You can see from this example exactly why the medical advice being given by the WHO and DHHS represents public health malpractice.
What makes these examples worse, and what truly makes them constitute malpractice, is that they not only provide bad advice without knowing the complete patient history, but they base that advice on false information.
The WHO claims that electronic cigarettes deliver nicotine "directly to the lungs." There is no evidence that this is true. In fact, electronic cigarettes produce an aerosol, much like nicotine inhalers, and it is likely that the overwhelming majority of the nicotine is absorbed in the upper respiratory tract, never making it down to the lungs.
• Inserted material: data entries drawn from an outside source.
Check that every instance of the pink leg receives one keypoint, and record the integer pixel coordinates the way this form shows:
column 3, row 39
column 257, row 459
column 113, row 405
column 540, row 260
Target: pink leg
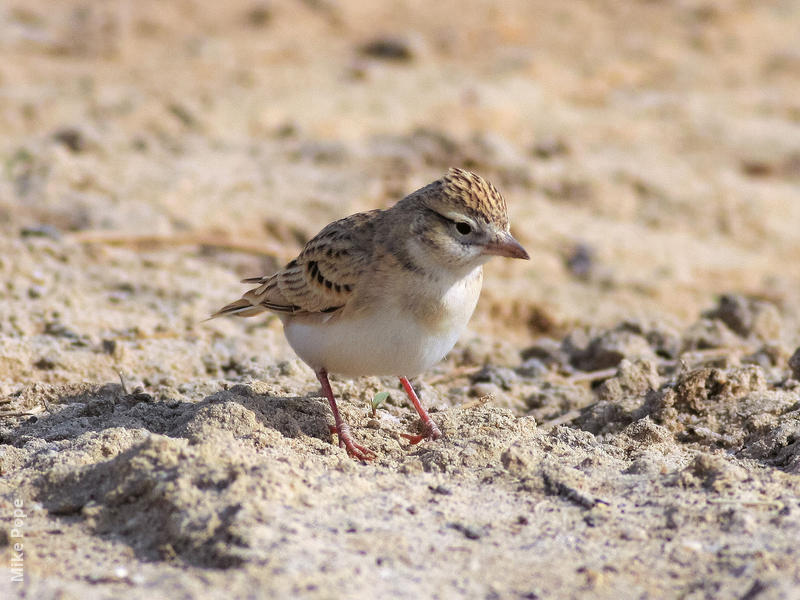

In fact, this is one of the reasons why vaping is not as satisfactory as smoking to many smokers.
The DHHS claims that there "haven’t been any scientific studies that prove e-cigs actually help people to quit smoking." This is also untrue. There are several studies which show that electronic cigarettes are helpful to many people in quitting smoking, although the results may not be as impressive as we would like to see. Nevertheless, a rigorous clinical trial demonstrated that electronic cigarettes are as effective as the nicotine patch. Unless the DHHS is prepared to argue that NRT is ineffective, it should not claim that electronic cigarettes are ineffective. Certainly, more data is needed before we can quantify the effectiveness of electronic cigarettes, but to say that there is no scientific evidence for the effectiveness of these products is just not truthful.
In my opinion, it is malpractice to provide medical advice to a patient without knowing the relevant aspects of that patient's history. Most physicians would agree that a doctor should not give medical advice without knowing the relevant history. But this is exactly what the WHO and DHHS are doing.
They are making blanket recommendations that people do not use electronic cigarettes without knowing the medical histories of these people. Perhaps they have tried to quit multiple times with NRT and have failed. Perhaps they have no interest in trying NRT. Perhaps they have decided that they will not quit unless they can use electronic cigarettes. Perhaps they have decided that electronic cigarettes are their only hope.
For such patients, the blanket advice from the WHO and from DHHS is still: We recommend that you not quit using electronic cigarettes. We recommend that you try NRT again, even though you have no interest in using it and will obviously not try again it given your history.
The central tenet of medicine and public health is "to do no harm." Both the WHO and DHHS are doing harm by disseminating inappropriate medical advice without adequate knowledge of the medical history of the people seeking that advice and based on information that is not factual. This, in my mind, is an example of public health malpractice.